Halford later said, "It was a time in the U.K. when there was a lot of strife-a lot of government strife, the miners were on strike, the car unions were on strike, there were street riots. It was a terrible time. That was the incentive for me to write a lyric to try to connect with that feeling that was out there."

==Music video==
Directed by Julien Temple, the video starts with vocalist Rob Halford singing from the back of a 1974 Cadillac Fleetwood Eldorado convertible. Halford meets with two men dressed as priests carrying guitar cases and they enter the bank together. For the breaking the law chorus the two men remove their disguises and are revealed to be guitarists K. K. Downing and Glenn Tipton. They are then joined by bassist Ian Hill and drummer Dave Holland. The people in the bank are apparently incapacitated by the loudness of the guitars. Meanwhile, the security guard (who has only just awoken) watches on in amazement on the CCTV screens. The band breaks into the safe (with Halford showing "extraordinary" strength in pulling apart the iron bars). Halford takes from the safe a golden record award for the British Steel album (the music video was shot before the album went platinum). They quickly exit the bank with the record and drive away. Judas Priest concert footage now appears on the CCTV screens, and the security guard is seen miming along with a fake guitar (it was supposed to be a copy of Downing's Gibson Flying V, but the body was mistakenly placed on backwards), completely immersed in the music. The video concludes with the full band driving back along the A40, repeating the chorus until the song ends.

Downing later said, "I have to chuckle to myself really about how they got us to do whatever it was we were doing. But we were young and it was exciting and we were making probably the first ever heavy metal conceptual video. It reminds us that however big and powerful we were, we still did everything that people wanted us to do..."

==Performances==

The song was covered with modified lyrics by American queercore band Pansy Division, with Pansy Division even performing the song live with Rob Halford on one occasion.

==Critical reception==
The song made VH1's 40 Greatest Metal Songs at . In 2009 it was named the 12th greatest hard rock song of all time by VH1.

PopMatters said the song "opens with one of the most famous riffs in metal history, wasting no time getting into listeners' heads.

Rolling Stone ranked the song number four on their list of the 100 Greatest Heavy Metal Songs.
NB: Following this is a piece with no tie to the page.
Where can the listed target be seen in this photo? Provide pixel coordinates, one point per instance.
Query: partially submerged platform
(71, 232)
AllMusic wrote: "Its dramatically dark explanation of one person's decision to commit crime [...] and Rob Halford's deep, passionate growl made "Breaking the Law" a favorite in the early Priest catalog."

==Personnel==
- Rob Halford – vocals
- K. K. Downing – guitars
- Glenn Tipton – guitars
- Ian Hill – bass
- Dave Holland – drums

==Charts==

| Chart (1980) | Peak position |
|---|---|
| Ireland (IRMA) | 19 |
| UK Singles (Official Charts) | 12 |

==Certifications==

| Region | Certification | Certified units/sales |
| United Kingdom (BPI) | Silver | 200,000^{‡} |
^{‡} Sales+streaming figures based on certification alone.